A Homage to Joan Eardley (1922 - 1963)
This image of Catterline could almost tell the whole story of this place in relation to the painter Joan Eardley … but not quite. It shows many of the various locations around the village and the surrounding countryside that she painted and illustrates a way of life, now lost, centred around salmon fishing. The view is from No.1 Catterline (South Row) where Joan Eardley lived and/or worked for much of her time here, renting it from 1954, converting it into a studio in 1960 and finally buying it in 1963. Joan took many monochrome photographs and a similar photograph of hers from this spot shows the layout of the small fishing village which has barely changed during the 70 intervening years. The cottages still stretch along the top of the low cliffs with the agricultural land behind. The “Watchie” can still be seen (last building on the cliff to the right) which took its name from the old Customs and Excise house from which Officers kept watch for smugglers and where Joan stayed on her earliest visits. Then there’s the sweep of the bay below from the harbour and pier, round the shore to the boat house, the old salmon bothy and Makin Green where the salmon fishing nets were hung out over poles to dry.
The old salmon bothy
I have always admired Joan Eardley’s famous paintings (and less well known photographs) of life and the children in the Townhead area of Glasgow, but I only became aware of her connection with Catterline after reading the book “Joan Eardley: A Sense of Place” (published by the National Galleries of Scotland to accompany an exhibition of her work in Edinburgh in 2016/2017). I love her abstract portraits of children and the streets in Glasgow, painted in her signature colour palette of rich oranges, greens and dark blues, which she brought with her to Catterline.
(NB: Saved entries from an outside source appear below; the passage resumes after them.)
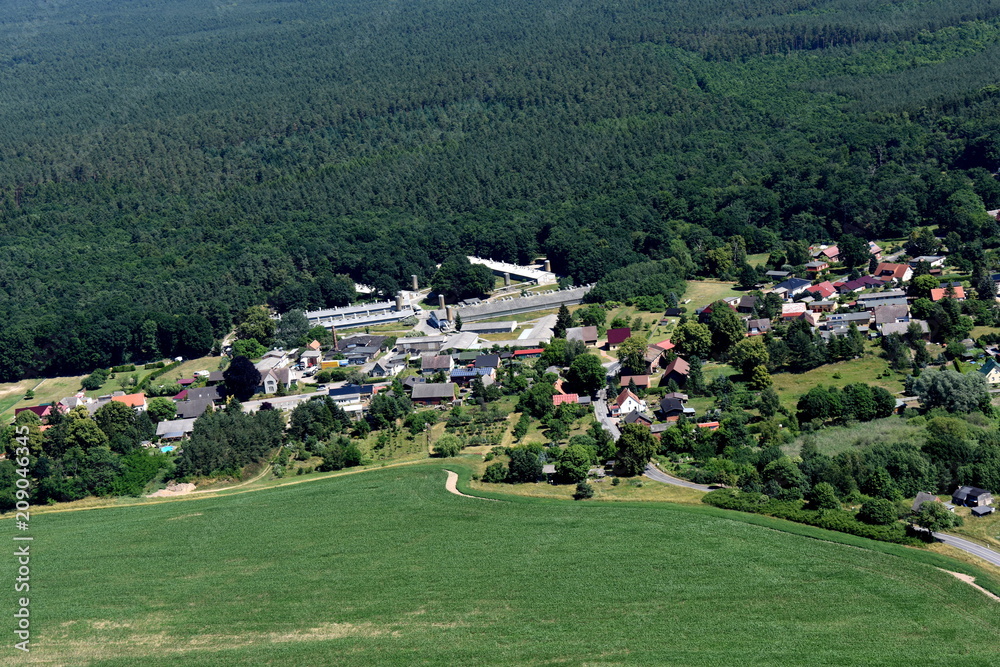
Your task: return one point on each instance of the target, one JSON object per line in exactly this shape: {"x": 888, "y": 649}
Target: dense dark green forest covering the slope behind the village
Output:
{"x": 164, "y": 165}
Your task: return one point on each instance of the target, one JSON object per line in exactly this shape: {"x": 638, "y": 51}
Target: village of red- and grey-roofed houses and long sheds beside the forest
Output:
{"x": 447, "y": 356}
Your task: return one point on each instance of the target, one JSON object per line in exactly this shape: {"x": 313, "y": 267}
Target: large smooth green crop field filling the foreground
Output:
{"x": 386, "y": 567}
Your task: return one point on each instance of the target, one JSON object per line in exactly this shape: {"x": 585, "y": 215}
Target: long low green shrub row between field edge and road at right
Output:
{"x": 793, "y": 510}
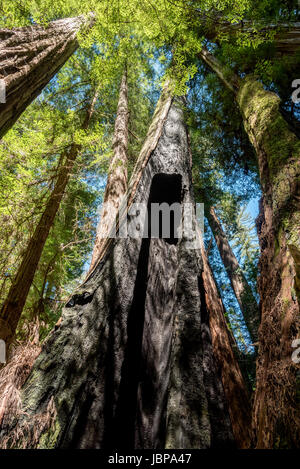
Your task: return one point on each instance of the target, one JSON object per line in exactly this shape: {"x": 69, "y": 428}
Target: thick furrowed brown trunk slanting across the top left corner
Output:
{"x": 29, "y": 58}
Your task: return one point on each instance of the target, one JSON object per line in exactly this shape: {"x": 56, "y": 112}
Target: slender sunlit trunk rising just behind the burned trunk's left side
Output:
{"x": 116, "y": 185}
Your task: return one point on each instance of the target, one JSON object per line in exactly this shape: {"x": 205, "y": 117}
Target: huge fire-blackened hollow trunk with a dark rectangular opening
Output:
{"x": 131, "y": 364}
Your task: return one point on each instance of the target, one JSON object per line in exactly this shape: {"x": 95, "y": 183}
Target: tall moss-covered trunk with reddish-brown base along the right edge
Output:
{"x": 278, "y": 154}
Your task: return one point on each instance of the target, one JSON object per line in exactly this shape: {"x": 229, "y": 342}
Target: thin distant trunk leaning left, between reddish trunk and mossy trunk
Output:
{"x": 241, "y": 288}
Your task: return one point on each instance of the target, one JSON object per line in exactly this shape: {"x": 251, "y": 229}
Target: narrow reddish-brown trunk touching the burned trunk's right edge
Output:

Despite the obvious urban/rural contrast Joan found a similar sense of community in both places and yet she chose not to paint the people of Catterline. In her early visits, Joan seemed most interested in painting the village and surrounding rural landscape. Her paintings are particularly striking in the details that emerge from her abstract way of working, with the obvious elements of the scenes such as the cottages, streets or beehives disappearing behind colourful foreground vegetation or merging into a background of heavy skies or blanket snow. In my photographs I tried to emulate her emphasis on the colourful foreground detail. Later she turned to the sea, painting along the shore from Makin Green and later still, now suffering problems with her sight, she painted large, increasingly abstract seascapes with dark stormy skies.
“Kale Tap” and South Row from Makin Green
South to Todd Head lighthouse
In 2023 I had the chance to visit Catterline myself and was treated to a sunny day in which the autumn colours seemed to echo those in Joan’s paintings. For me it was the views from below that drew me in; I wanted to explore the extraordinary cliffs with their flora, the shoreline with its unusual geology and the intersections of village, land and sea. The low, friable cliffs are made of an extraordinary rock known as conglomerate, over which vegetation spreads easily and the wild flowers bloom profusely. The cliffs are eroded by the sea leaving amazingly shaped structures on the shore, some earning interesting local names. The large flat-topped rock formation painted by Joan Eardley is called the Kale Tap by the villagers who used to grow kale on its top. Other formations went by nicknames such as the “Dunnie Woof” (as it looked like a dog but didn’t bark!).
The salmon bothy
The “Watchie” above the salmon bothy
Makin Green
A closer look at the Catterline conglomerate reveals larger rounded rocks of variable origin, colour and size, from small pebbles to impressive boulders, embedded in a fine-grained “cement” (man-made concrete is itself a conglomerate) which is readily eroded by the sea. Higher up the shore, stones fall out of the mix as the matrix is eroded by wind and rain, leaving their concave impressions exposed to the air and lichen growth. The result is a colourful display of nature’s art and abstract design.
Joan Eardley spent most of the last 13 years of her life visiting or living in Catterline. She became increasingly unwell in May1963 and was diagnosed with breast cancer which had spread and was the cause of her deteriorating sight. She was transferred from hospital in Aberdeen to Killearn Hospital, (north of Glasgow) where she died in August 1963. Her ashes were scattered on Makin Green on the shore of her beloved Catterline
Coincidently, Killearn Hospital, which was built to take sick and injured servicemen during WW2, thereafter at different times housed various NHS units for TB, ‘fevers’ and specialties (orthopaedics, neurosurgery, cancer) before closing in 1972. It has stood derelict for all the 25 years that I have lived nearby until the current redevelopment of the site for housing.